# What are you thankful for today?



## Judy (Dec 12, 2005)

I am thankful for my family and friends, my health, that I have a job to go to every day and a roof over my head at night. I am thankful for all who serve for my country so I can sleep peacefully at night. I am thankful for my forum friends, who make me laugh and cry and help to guide others. I am also thankful for three wonderful woman: Leisa Boysen, Jodi Preis and Judy Schreiber, who spend their days working so hard to fight BSL for all of us. Have a wonderful Thanksgiving. :cheers:


----------



## redog (Oct 14, 2005)

I am most thankfull for my wifes patience and the love from my kids. Oh yeah, and Pantera. she cracks me up


----------



## OldFortKennels (Mar 10, 2006)

FIrst and foremost I am thankfull for God as my Lord and Saviour.
Secone my family, wife and kids.
My job, I love it.

and last but not least

IM THANKFULL THAT I STILL HAVE THE RIGHT TO OWN MY DOG OF CHOICE IN THIS DIMINISHING LAND OF THE FREE!!!!


----------



## MY MIKADO (Apr 7, 2006)

I'm thankfull for my family and friends(you guys). I'm thankfull for my freedom and that my dad served in WWII to help to give me these rights. That my parents raised me to have a open mind and not to judge others unless I have lived their life. I'm thankfull that I have my job I love it. My son he means the world to me. I'm really thankfull that I had such a great relationship with my parents and that I had them for as long as I did. RIP MAMA and DADDY.up:


----------



## smokey_joe (Oct 14, 2005)

I'm thankful that I have today. Might not have tomorrow.


----------



## TheGingerBreadman (Sep 1, 2006)

Life!!!!!!!!


----------



## Midwest Bully (May 10, 2006)

I am thankfull for everything.
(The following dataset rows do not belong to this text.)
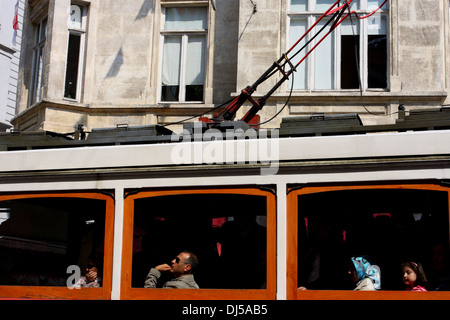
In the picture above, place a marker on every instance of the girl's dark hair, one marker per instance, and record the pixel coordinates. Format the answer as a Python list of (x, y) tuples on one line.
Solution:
[(192, 260), (418, 270)]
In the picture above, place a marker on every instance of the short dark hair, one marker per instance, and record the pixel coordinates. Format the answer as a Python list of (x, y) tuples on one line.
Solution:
[(418, 270), (192, 260)]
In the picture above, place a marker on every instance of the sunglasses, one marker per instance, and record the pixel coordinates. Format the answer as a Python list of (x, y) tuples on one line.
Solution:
[(177, 260)]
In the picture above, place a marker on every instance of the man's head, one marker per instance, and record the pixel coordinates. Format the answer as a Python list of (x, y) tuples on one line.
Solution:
[(185, 263)]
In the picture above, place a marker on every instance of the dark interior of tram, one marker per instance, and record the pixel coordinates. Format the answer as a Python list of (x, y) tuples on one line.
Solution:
[(389, 226)]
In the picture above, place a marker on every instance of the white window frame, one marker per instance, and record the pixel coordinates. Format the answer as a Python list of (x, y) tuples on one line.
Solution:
[(311, 15), (184, 41), (37, 74), (80, 31)]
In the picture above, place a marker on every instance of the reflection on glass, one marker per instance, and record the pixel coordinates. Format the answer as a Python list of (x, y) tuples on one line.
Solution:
[(387, 226), (41, 237), (227, 232)]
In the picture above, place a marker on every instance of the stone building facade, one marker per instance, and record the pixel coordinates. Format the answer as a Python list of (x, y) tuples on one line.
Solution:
[(106, 63), (11, 14)]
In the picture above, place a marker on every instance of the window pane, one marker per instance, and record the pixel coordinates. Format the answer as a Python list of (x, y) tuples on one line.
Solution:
[(41, 237), (349, 56), (171, 68), (38, 72), (73, 58), (336, 225), (221, 238), (75, 17), (374, 4), (195, 60), (299, 5), (42, 30), (377, 52), (297, 28), (186, 18), (324, 62), (195, 68), (377, 61)]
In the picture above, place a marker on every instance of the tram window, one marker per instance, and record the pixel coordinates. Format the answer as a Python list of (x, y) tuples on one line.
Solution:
[(227, 232), (41, 237), (389, 225)]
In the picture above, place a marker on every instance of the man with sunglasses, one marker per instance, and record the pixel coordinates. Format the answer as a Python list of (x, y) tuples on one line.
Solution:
[(181, 269)]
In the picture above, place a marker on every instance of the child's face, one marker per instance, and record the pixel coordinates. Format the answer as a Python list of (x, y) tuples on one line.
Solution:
[(409, 276)]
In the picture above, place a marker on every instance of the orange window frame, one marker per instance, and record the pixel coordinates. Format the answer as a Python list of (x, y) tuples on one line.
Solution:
[(127, 292), (49, 292), (292, 245)]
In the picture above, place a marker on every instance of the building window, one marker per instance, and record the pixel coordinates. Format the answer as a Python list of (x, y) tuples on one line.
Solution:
[(183, 53), (75, 49), (38, 61), (354, 53)]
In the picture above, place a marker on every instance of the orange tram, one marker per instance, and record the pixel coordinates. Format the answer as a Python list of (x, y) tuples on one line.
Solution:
[(265, 214)]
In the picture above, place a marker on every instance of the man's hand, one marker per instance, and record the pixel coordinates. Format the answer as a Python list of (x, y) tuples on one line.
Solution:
[(163, 267)]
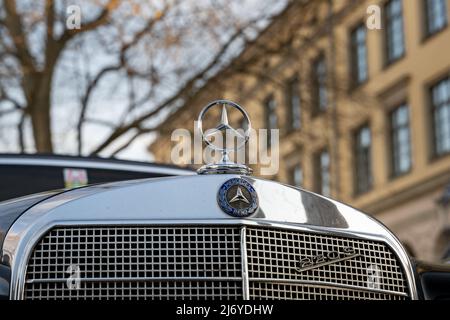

I thank God everyday for blessing me with with the friends and family that love me, i'm thankfull for my daughter(I couldn't asked for a better kid  ), for putting food on the table, my job, protecting me, and and giving me everything i need to live.


----------



## pantera2006 (Feb 25, 2006)

Im thankfull for not being dead yet!!! The world is MESSED up and too much  goes on!!!! 
My kids and family
my friends
and my dogs and other pets!!
And of course.. GO PITBULL.....:cheers:


----------